# Tires on 04 and 05 GTOs



## linux_fan (Feb 19, 2005)

Well, I only have 7,000 miles on my 05, and the tires have become badly out of balance already. I'm used to tires becoming unbalanced on sports cars, but it usually takes 15,000 or more for it to happen. I'm wondering if the 6 months it took the car to get here after being made damaged the tires. Anyway, I've had them balanced twice, and rotated twice, and the steering wheel is still shaking badly above 50mph. I was wondering if anyone has replaced tires on an 04 or 05 yet, and if so, what did you buy, and do you like them? Thanks.


----------



## b_a_betterperson (Feb 16, 2005)

Can't recommend the tires I got (Falken Ziex) but can wholeheartedly recommend http://www.tires.com and America's Discount Tire. My new tires, if you can believe this, were OUT OF ROUND -- but the manager of the nearest America's Tire just kept bringing in more of them until there were four good ones. 

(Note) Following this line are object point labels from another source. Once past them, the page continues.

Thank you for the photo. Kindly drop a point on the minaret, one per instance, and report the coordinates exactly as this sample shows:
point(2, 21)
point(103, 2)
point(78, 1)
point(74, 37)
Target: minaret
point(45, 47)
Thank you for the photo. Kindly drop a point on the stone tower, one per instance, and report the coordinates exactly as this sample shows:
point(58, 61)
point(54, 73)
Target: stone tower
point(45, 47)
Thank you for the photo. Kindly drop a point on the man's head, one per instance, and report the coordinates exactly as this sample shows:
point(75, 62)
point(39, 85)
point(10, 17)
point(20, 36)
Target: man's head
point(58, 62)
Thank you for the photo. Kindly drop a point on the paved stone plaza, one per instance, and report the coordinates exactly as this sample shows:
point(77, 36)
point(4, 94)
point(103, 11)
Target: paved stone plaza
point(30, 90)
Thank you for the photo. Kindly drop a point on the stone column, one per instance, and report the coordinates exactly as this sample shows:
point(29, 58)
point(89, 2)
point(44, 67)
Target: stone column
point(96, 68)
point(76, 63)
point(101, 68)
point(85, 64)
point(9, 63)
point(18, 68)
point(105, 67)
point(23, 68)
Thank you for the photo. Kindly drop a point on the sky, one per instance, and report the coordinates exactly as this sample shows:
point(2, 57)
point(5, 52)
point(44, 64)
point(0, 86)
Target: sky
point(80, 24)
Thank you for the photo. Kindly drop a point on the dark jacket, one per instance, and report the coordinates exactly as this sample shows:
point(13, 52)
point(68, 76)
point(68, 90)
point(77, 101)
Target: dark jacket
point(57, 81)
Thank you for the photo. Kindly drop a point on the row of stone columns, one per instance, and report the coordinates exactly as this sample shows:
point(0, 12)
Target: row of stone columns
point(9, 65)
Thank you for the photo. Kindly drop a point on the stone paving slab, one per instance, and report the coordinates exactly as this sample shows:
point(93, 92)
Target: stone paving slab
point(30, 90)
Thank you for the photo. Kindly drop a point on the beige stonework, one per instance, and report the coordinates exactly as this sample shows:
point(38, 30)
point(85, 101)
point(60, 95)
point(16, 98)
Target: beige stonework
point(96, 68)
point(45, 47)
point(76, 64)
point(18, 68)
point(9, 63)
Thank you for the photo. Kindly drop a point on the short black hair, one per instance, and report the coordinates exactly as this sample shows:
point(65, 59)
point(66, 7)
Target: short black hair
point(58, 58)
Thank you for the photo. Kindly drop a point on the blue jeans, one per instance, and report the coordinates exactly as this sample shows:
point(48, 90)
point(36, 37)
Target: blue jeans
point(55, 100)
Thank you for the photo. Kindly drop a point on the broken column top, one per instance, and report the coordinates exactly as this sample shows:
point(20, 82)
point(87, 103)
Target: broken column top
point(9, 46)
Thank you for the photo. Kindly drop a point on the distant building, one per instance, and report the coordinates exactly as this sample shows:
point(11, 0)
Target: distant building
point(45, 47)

Would have considered a bunch of other brands -- but wanted the rounded shoulder of the Fukkens to make sure there weren't any clearance issues.


----------



## LS2FAST (Jul 22, 2005)

b_a_betterperson said:


> Can't recommend the tires I got (Falken Ziex)
> 
> 
> > I have 7,600 miles on my GTO with no issues on balance or wear. The tires I use are the Falken Azeni ST-115 D1 Sports they are considered a "Motorsport Road Grip" tire. The Ziex is more of an "All Season Performance" tire and has an M+S rating. The Ziex is also a good tire, however my experience tells me that M+S tires typically get out of balance much much quicker than non M+S tires.
> ...


----------



## Xcommuter (Jun 30, 2005)

linux_fan said:


> Well, I only have 7,000 miles on my 05, and the tires have become badly out of balance already. I'm used to tires becoming unbalanced on sports cars, but it usually takes 15,000 or more for it to happen. I'm wondering if the 6 months it took the car to get here after being made damaged the tires. Anyway, I've had them balanced twice, and rotated twice, and the steering wheel is still shaking badly above 50mph. I was wondering if anyone has replaced tires on an 04 or 05 yet, and if so, what did you buy, and do you like them? Thanks.

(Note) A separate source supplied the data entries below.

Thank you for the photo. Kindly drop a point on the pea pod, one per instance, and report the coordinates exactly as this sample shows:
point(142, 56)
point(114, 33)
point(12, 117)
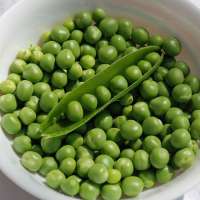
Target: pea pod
point(54, 129)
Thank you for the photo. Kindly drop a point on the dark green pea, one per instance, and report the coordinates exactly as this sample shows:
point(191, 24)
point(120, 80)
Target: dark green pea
point(125, 28)
point(74, 111)
point(141, 160)
point(107, 54)
point(182, 93)
point(156, 40)
point(149, 89)
point(17, 66)
point(174, 77)
point(151, 142)
point(103, 94)
point(89, 102)
point(65, 59)
point(152, 126)
point(108, 26)
point(59, 79)
point(48, 101)
point(184, 158)
point(51, 47)
point(133, 73)
point(193, 82)
point(50, 145)
point(159, 157)
point(160, 105)
point(40, 88)
point(144, 66)
point(180, 122)
point(73, 46)
point(118, 83)
point(83, 19)
point(140, 111)
point(140, 36)
point(183, 67)
point(131, 130)
point(8, 103)
point(172, 46)
point(88, 50)
point(164, 175)
point(76, 35)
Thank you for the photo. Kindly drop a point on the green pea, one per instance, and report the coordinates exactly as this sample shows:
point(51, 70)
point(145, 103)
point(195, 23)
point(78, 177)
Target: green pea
point(24, 90)
point(140, 36)
point(51, 47)
point(76, 35)
point(83, 166)
point(48, 164)
point(140, 111)
point(48, 100)
point(88, 74)
point(184, 158)
point(149, 89)
point(7, 87)
point(10, 124)
point(172, 113)
point(89, 190)
point(131, 130)
point(152, 126)
point(111, 148)
point(159, 157)
point(132, 186)
point(144, 66)
point(111, 192)
point(172, 46)
point(70, 186)
point(54, 178)
point(174, 77)
point(95, 138)
point(47, 62)
point(103, 94)
point(193, 82)
point(17, 66)
point(108, 26)
point(34, 131)
point(148, 178)
point(21, 144)
point(195, 129)
point(160, 105)
point(125, 28)
point(40, 88)
point(67, 166)
point(107, 54)
point(98, 173)
point(104, 121)
point(65, 59)
point(133, 73)
point(118, 83)
point(50, 145)
point(164, 175)
point(83, 19)
point(66, 151)
point(8, 103)
point(156, 40)
point(32, 161)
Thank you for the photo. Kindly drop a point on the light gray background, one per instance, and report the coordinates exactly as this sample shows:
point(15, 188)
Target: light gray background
point(9, 191)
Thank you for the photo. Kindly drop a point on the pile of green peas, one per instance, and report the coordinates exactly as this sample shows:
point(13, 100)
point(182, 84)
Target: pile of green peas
point(137, 142)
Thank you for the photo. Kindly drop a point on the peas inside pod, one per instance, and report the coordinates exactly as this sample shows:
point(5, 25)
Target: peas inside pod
point(128, 118)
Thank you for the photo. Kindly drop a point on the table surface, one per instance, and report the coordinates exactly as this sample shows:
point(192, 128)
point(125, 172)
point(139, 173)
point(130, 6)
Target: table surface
point(9, 190)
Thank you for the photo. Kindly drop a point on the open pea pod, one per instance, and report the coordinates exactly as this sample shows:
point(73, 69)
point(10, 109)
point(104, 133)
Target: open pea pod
point(52, 127)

Do you still wear stock wheels ? Are they the 17" or 18"s ? Local Tire dealer mentioned that above 17" they are harder to keep balanced... I plan on rotating and balancing every 5000 miles +- so haven't hit that mileage yet. If you have many Tire dealers in your area that will make choosing easier , online I have good luck from TireRack...


----------



## SilverGoat (Oct 30, 2004)

If you are still using stock rubber, they may be bad. I've had 2 replaced as they went out of round and the same thing is happening to my 2 remaining originals. I'm too cheap right now to replace mine, but plan on burning them up to justify something else that will hold its intended shape. I've had 2 other cars with 17's and no problems with the rubber these KDWS's just stink.


----------



## JMM (Feb 16, 2005)

b_a_betterperson Can't recommend the tires I got (Falken Ziex) said:


> I have the Falken Ziex 18" on my Goat and have had no balance problems at all.


----------



## silvergoat05 (Jun 15, 2005)

My new BFG KDW NT's have a shimmy in the steering wheel that wasn't there B4, even at 140. Dismounted the tire and rotated 180* and rebalanced. It helped some but not completely. 

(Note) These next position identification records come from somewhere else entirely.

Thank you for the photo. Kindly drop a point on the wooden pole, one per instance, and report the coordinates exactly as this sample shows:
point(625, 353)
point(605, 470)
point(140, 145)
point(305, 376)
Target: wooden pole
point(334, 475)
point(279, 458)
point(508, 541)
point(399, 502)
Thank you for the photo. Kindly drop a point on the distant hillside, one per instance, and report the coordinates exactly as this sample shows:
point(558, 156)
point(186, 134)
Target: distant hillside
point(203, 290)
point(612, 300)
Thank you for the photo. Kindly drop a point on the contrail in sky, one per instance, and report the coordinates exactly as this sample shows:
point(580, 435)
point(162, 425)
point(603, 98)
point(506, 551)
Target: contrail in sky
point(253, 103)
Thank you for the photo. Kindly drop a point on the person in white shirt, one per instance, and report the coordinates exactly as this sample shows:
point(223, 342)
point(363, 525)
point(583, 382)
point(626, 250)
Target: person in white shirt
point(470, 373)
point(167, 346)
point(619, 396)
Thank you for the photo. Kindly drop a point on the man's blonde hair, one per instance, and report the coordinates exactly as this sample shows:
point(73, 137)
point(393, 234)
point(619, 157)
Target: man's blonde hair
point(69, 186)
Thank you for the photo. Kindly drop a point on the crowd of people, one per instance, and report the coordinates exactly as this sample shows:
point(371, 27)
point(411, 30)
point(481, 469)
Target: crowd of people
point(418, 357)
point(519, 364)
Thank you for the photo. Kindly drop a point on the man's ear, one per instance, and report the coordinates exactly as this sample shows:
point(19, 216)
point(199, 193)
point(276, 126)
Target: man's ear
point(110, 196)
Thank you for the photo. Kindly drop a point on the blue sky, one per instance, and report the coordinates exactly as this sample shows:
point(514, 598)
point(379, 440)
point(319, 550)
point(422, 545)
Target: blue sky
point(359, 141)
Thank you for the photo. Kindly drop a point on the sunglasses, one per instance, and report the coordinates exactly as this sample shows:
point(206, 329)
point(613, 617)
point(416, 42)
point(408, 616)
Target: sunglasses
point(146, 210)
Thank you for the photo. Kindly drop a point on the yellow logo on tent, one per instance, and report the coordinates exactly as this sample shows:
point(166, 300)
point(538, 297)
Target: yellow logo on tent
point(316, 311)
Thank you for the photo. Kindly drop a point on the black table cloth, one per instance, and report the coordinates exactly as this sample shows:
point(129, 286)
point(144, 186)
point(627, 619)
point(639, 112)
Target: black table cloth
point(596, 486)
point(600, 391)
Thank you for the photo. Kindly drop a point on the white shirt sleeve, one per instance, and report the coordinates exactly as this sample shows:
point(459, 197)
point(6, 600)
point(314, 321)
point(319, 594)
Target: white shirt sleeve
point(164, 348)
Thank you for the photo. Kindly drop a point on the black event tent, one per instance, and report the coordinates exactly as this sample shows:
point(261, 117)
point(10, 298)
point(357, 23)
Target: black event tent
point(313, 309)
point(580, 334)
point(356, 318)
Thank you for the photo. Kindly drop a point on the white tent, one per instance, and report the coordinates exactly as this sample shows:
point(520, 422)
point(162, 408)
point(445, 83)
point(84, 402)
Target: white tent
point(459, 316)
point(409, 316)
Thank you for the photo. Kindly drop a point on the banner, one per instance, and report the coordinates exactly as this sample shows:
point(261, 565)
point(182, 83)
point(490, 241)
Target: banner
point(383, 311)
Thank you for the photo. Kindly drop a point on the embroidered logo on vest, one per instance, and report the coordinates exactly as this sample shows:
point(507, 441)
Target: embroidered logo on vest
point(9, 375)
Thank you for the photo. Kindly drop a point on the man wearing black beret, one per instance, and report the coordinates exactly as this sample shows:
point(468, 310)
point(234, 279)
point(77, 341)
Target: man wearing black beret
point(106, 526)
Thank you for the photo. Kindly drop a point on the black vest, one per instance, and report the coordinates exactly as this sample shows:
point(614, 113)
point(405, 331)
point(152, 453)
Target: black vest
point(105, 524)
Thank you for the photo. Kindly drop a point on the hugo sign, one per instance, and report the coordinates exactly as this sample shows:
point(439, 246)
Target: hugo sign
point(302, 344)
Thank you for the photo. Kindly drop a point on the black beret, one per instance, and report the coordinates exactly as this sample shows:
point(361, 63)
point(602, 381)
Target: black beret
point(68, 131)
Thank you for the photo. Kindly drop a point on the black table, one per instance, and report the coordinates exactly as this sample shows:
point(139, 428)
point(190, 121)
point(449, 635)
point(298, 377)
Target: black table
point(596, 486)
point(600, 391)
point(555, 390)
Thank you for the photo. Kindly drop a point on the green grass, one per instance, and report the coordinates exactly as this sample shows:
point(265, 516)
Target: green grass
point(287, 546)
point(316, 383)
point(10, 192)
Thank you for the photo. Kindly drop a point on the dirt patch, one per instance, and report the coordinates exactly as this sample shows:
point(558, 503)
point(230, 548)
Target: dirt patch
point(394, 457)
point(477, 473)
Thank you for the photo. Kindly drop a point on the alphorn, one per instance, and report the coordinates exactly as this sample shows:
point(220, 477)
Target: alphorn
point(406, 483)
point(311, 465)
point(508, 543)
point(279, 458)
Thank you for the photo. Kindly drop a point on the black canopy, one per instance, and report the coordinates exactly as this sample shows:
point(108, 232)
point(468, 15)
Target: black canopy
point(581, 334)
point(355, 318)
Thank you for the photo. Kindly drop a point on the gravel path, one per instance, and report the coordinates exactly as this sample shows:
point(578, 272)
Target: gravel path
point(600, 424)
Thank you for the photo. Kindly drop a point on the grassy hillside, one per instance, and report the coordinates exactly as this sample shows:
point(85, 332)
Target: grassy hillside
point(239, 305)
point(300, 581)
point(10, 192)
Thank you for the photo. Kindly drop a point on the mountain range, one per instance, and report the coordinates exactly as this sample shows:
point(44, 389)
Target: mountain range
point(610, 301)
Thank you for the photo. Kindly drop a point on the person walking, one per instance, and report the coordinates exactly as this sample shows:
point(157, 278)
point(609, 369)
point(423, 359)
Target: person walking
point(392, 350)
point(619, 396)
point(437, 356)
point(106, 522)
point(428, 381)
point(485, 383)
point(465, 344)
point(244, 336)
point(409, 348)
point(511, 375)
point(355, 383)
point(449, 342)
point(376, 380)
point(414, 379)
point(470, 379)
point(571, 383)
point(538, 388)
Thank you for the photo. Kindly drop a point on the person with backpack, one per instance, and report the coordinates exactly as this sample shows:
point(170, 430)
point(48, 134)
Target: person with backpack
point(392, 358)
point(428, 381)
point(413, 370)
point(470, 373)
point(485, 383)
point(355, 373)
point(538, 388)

Then the phuckin tire buster broke one of the stubby valve stems. Don't know how, but he managed it. Then he marked up the outer lip enough that the wheel got even and sliced his finger as pay back :rofl: 

So, this coming weekend I'll go have them RoadForce Balanced and then go from there. If there's still I problem then I'm going to make them BFG's problem.

On my monte, I had 275/40/17's Toyo T1S'es on the front and had no problems.


----------



## linux_fan (Feb 19, 2005)

Thanks for all the replies. Sounds like my tires aren't too unusual. I have the stock 17" BFG tires right now. I hate to replace the tires already, but as some of you will understand, I just hate it when the steering wheel shakes when I'm driving. I'm going to the tire place again tomorrow, and if they can't fix it, I guess I'm buying tires again - it feels like I'm always buying tires (yeah, I know, if I didn't chirp them in 1st, 2nd, and 3rd, I wouldn't have this problem). I've had good luck with Yokohama AVS's in the past, anybody buy any Yoko's lately?


----------



## Xcommuter (Jun 30, 2005)

Still on original set of KDWS's but the possible future replacement's that caught my eye both for ratings and measurement closeness to stock are the AVON Tech M500 in 245/45/17. But also now that I've seen the JHP VZ Monaro 18" wheels I may plan a different route...

http://www.ls1gto.com/forums/showthread.php?t=32655&highlight=VZ+Monaro


----------